Перенюхал Морковников и розовое мыло, и бергамотовое, и гвоздичное, и миндальное, а в глыбу белого ядра пальцем ткнул, попробовал, насколько крепко и плотно сварено.

– Не такого мне надо… – сказал. – Покажь ты мне, князь, самого простого.

– Желта мыла хочешь? Вот желта мыла, гляди, – говорил татарин, подводя его к простому мылу.

– Не этого, а того, что из рыбьего жира. Тюлень… Знаешь, тюлень?

Мотнул татарин головой, сказал, что нет у него такого нехорошего мыла, и, отвернувшись, не стал больше разговаривать с Васильем Петровичем.

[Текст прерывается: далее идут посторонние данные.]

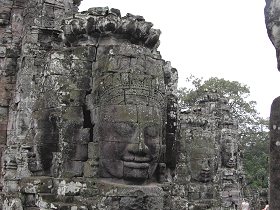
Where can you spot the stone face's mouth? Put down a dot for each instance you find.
(231, 163)
(136, 165)
(136, 159)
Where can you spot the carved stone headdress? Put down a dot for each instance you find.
(127, 69)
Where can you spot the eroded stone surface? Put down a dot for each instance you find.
(89, 117)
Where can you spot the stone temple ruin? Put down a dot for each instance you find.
(272, 15)
(90, 118)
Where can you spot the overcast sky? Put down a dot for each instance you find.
(221, 38)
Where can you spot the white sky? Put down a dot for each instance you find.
(221, 38)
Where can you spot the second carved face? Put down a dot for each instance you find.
(130, 141)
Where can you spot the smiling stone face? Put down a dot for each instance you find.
(130, 141)
(203, 158)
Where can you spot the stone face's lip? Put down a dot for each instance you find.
(140, 165)
(136, 159)
(231, 164)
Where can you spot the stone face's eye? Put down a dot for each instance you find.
(124, 128)
(151, 131)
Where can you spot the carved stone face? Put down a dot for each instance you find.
(202, 165)
(229, 153)
(130, 140)
(203, 161)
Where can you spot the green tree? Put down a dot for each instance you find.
(253, 128)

Нашел, наконец, Морковников такое мыло, что задумал варить. Но русский мыловар из одного маленького городка не был разговорчив. Сколько ни расспрашивал его Морковников, как идет у него на заводе варка, ничего не узнал от него. Еще походил Василий Петрович по мыльным рядам, но, нигде не добившись толка, стал на месте и начал раздумывать, куда бы теперь идти, что бы теперь делать, пока не проснется Никита Федорыч.

Идет навстречу в потертой синей сибирке молодой парень, плотный, высокий, здоровый, с красным лицом и подслеповатыми глазами. Несет баклагу со сбитнем, а сам резким голосом покрикивает:

– Эй, сбитень горячий, медовый, самый горячий, с гвоздичкой, с коричкой, с лимонной корочкой! Сбитень горячий – пьют его подьячи, сбитень-сбитенек – пьет его щеголек, пьет-попивает, сам похваливает… Наливать, что ли-с?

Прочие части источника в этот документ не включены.